Amelia menghirup dalam-dalam udara dari balkon kamarnya, menatap langit senja yang sudah mulai gelap. Dia bermimpi, secepatnya bisa bersatu bersama pria yang dia cintai bersama anak mereka, menikmati hidup mereka dengan uang yang sudah dikumpulkan dari keluarga Wijaya.
Dari balkonnya, dia melihat mobil Robi sudah memasuki pelataran rumah. Amelia segera berbaring ke atas ranjangnya, berusaha mencari simpati sang suami dengan penderitaannya.
Tidak perlu menunggu lama, Amelia mendengar suara derap langkah kaki menuju kamarnya, itu pasti Robi—pikirnya.
"Mel, sayang." Robi segera melempar tasnya ke atas ranjang, lalu menghampiri istri kesayangannya.
"Mas habis lari? Lihat itu, keringatnya banyak sekali."
"Mas khawatir, soalnya Bi Narsih bilang kamu muntah terus. Ayo kita ke rumah sakit, atau kalau enggak kita panggil Dokter Faisal, bagaimana?"
"Jangan, Mas. Mami 'kan enggak suka kalau kita pakai fasilitas di luar uang hasil Mas kerja."
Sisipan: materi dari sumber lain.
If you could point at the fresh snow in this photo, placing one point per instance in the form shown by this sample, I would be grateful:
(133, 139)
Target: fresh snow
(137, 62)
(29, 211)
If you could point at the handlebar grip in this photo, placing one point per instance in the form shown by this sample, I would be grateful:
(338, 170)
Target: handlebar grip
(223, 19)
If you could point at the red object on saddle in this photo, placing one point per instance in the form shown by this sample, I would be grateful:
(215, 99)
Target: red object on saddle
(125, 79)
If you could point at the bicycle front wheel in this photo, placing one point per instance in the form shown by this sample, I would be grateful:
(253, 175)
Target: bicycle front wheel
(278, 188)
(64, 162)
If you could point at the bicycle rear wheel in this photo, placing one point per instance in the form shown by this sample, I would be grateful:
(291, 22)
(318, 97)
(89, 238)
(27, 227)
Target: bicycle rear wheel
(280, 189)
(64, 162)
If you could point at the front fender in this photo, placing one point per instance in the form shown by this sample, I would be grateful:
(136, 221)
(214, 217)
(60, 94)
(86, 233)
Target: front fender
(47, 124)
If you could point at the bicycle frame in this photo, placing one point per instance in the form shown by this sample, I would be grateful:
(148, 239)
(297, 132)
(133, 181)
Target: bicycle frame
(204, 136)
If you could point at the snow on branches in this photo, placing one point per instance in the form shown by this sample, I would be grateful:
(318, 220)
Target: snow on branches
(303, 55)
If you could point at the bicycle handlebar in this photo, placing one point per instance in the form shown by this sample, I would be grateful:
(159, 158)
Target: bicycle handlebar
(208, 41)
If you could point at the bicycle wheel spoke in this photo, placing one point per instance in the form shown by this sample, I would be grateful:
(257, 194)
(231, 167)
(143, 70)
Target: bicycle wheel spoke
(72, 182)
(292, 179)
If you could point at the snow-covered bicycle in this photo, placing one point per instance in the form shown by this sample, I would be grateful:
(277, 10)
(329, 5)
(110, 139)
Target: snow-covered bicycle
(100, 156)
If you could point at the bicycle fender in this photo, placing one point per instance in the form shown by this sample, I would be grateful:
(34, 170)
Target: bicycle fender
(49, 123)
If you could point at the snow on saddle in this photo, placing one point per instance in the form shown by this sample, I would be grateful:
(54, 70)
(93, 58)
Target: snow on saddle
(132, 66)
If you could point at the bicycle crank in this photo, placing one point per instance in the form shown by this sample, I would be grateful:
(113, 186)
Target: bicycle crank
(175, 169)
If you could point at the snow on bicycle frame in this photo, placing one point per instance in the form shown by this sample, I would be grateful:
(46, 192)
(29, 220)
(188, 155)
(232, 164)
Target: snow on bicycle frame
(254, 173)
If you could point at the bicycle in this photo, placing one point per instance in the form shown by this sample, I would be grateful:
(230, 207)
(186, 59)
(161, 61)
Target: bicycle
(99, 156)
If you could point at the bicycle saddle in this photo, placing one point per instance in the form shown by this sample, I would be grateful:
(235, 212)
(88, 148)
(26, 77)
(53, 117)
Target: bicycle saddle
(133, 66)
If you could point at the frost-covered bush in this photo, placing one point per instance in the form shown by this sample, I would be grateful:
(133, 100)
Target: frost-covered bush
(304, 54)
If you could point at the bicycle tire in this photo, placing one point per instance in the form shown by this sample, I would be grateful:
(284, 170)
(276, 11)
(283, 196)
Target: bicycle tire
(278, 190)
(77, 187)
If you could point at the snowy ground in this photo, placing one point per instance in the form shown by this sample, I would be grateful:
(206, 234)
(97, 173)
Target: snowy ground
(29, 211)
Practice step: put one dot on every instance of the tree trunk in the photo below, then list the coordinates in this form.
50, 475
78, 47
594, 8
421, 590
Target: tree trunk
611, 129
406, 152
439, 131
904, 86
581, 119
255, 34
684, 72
"Ya takutnya kamu enggak nyaman kalau harus pergi, atau panggil Dokter lain saja, ya?"
"Mas ... dengarkan dulu."
"Apa?"
Amelia meraih beberapa lembar tisu, lalu menyeka keringat suaminya. "Coba buka dulu kotak itu," ucapnya seraya menunjuk ke sebuah kotak di atas meja rias.
"Itu apa?"
"Buka saja, Mas."
Robi berjalan menuju meja, lalu meraih kotak itu. "Kok terkunci, Mel?"
"Mas harus berusaha dulu untuk dapatkan kuncinya."
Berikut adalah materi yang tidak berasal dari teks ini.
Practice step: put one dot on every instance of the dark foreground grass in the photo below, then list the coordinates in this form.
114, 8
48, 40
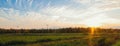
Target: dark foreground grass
58, 39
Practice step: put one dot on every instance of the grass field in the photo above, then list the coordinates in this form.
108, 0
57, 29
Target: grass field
58, 39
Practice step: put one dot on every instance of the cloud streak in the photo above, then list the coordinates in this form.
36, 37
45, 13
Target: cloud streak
38, 14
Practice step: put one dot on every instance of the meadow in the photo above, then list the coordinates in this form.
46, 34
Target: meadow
58, 39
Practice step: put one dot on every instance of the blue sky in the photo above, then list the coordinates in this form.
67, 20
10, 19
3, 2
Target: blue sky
59, 13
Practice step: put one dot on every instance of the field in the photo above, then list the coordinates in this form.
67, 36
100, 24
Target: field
59, 39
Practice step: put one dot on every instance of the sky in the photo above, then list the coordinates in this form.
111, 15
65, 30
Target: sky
59, 13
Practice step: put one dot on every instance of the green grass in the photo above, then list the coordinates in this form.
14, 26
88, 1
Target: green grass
31, 38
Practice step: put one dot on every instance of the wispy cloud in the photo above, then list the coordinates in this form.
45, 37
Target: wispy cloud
36, 14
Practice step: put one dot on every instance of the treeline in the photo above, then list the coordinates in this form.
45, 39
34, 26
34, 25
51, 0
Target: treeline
61, 30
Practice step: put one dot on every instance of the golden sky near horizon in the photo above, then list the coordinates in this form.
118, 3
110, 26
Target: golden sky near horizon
59, 13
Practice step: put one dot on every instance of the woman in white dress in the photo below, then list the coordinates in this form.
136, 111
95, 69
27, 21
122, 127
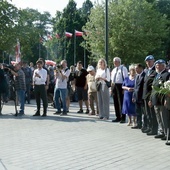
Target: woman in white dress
103, 75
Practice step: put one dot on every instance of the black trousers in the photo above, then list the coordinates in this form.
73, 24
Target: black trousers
118, 101
41, 93
151, 121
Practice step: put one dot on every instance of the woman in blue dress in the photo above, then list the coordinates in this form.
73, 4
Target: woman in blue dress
128, 86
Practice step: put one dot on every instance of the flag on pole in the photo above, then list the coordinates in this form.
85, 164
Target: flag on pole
68, 34
57, 36
18, 52
78, 33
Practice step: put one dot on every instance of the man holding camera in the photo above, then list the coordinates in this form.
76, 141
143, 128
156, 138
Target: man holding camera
60, 91
39, 82
20, 86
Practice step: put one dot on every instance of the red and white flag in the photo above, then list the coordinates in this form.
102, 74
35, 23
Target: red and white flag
78, 33
68, 34
17, 52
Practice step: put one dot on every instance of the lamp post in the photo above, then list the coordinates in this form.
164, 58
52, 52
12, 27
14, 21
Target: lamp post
106, 30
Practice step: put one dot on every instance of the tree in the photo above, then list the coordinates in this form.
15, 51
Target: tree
8, 20
70, 20
136, 29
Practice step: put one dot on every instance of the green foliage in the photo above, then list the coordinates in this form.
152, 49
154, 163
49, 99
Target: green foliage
70, 20
136, 29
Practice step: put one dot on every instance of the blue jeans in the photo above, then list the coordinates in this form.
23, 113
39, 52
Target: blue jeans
21, 98
60, 93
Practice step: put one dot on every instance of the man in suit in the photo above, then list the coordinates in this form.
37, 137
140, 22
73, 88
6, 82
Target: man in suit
150, 122
137, 95
157, 100
117, 77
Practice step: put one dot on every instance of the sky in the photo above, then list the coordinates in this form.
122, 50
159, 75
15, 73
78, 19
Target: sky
47, 5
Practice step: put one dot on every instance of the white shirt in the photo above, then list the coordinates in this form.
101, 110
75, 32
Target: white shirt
60, 82
43, 77
121, 74
104, 74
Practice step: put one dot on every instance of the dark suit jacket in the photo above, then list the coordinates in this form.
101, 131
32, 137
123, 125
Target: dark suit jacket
147, 87
158, 99
138, 89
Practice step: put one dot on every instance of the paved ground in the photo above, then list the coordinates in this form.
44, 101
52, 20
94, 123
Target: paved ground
75, 142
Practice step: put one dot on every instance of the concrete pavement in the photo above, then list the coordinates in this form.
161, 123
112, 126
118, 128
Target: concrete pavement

Robi tersenyum tipis. "Kamu mau Mas melakukan apa?"
"Janji dulu, setelah lihat isi di dalam kotak nanti, apa pun yang aku minta akan Mas turuti."
"Mas jadi penasaran. Sebenarnya di dalamnya apa, sih?"
"Janji dulu."
"Oke, Mas janji. Ayolah, Mel ... jangan buat Mas penasaran begini."
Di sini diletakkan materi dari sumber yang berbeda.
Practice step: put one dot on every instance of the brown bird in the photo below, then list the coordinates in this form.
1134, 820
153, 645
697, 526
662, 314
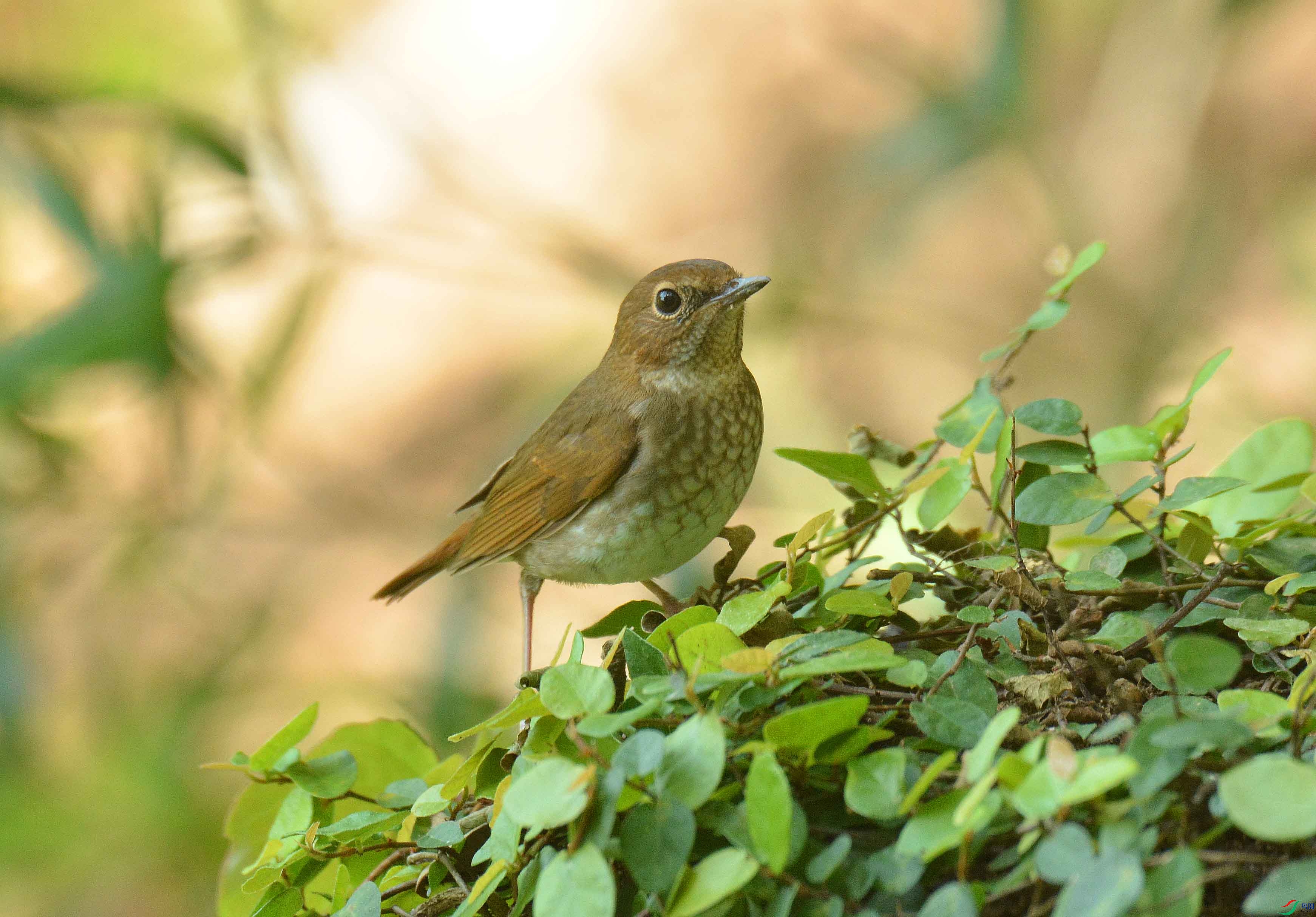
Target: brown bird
644, 462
Amelia memberikan sebuah kunci kecil pada Robi, dia pun langsung membukanya karena rasa penasaran. Tangannya gemetar saat mendapati benda pipih bergaris dua itu di dalam kotak.
"Mel, ini ... beneran?" tanyanya masih dengan perasaan tidak percaya.
"Benar, Mas. Coba saja lihat hasil pemeriksaannya, aku hamil ...."
Robi meraih secarik kertas itu, jelas di sana tertulis bahwa istrinya tengah mengandung lima minggu. Robi langsung berlari menghampiri Amelia, dia memeluk erat istri kesayangannya dengan berurai air mata.
"Ini bukan mimpi 'kan, Sayang?"
"Bukan, Mas ... aku hamil."
Robi beralih pada perut Amelia, dia menciumi dan mengelusnya dengan penuh rasa bahagia. "Sayang, ini papi ...," lirihnya sambil kembali terisak.
Amelia hanya bisa tersenyum kecut. Dalam benaknya, dia merasa kasihan pada Robi yang sudah begitu tulus mencintainya. Andai saja cintanya masih suci pada Robi ... andai saja anak yang tengah dia kandung memang anak Robi ... mungkin, kini dia juga bisa ikut merasakan kebahagiaan yang tengah Robi rasakan.
"Ayo kita pastikan lagi ke rumah sakit, Mel."
"Tidak usah, Mas. Aku beneran hamil, kok."
"Rasanya Mas masih enggak percaya," lirihnya seraya kembali memeluk sang istri.
"Nah ... sekarang Mas harus tepati janji dulu.
"Memangnya apa yang kamu mau, Sayang?"
Amelia meraih sesuatu dari dalam balas, lalu memberikannya pada Robi.
"Aku mau itu, Mas."
Robi tersenyum tipis. "Apa pun demi kamu Dan anak kita, Sayang."
Robi menciumi mesra istrinya, mencoba mengekspresikan rasa bahagia yang kini membuncah di dalam dadanya. Kini tidak ada lagi yang perlu dia khawatirkan, anak dalam rahim istrinya adalah penyelamat sekaligus fondasi kuat untuk menyelamatkan posisinya.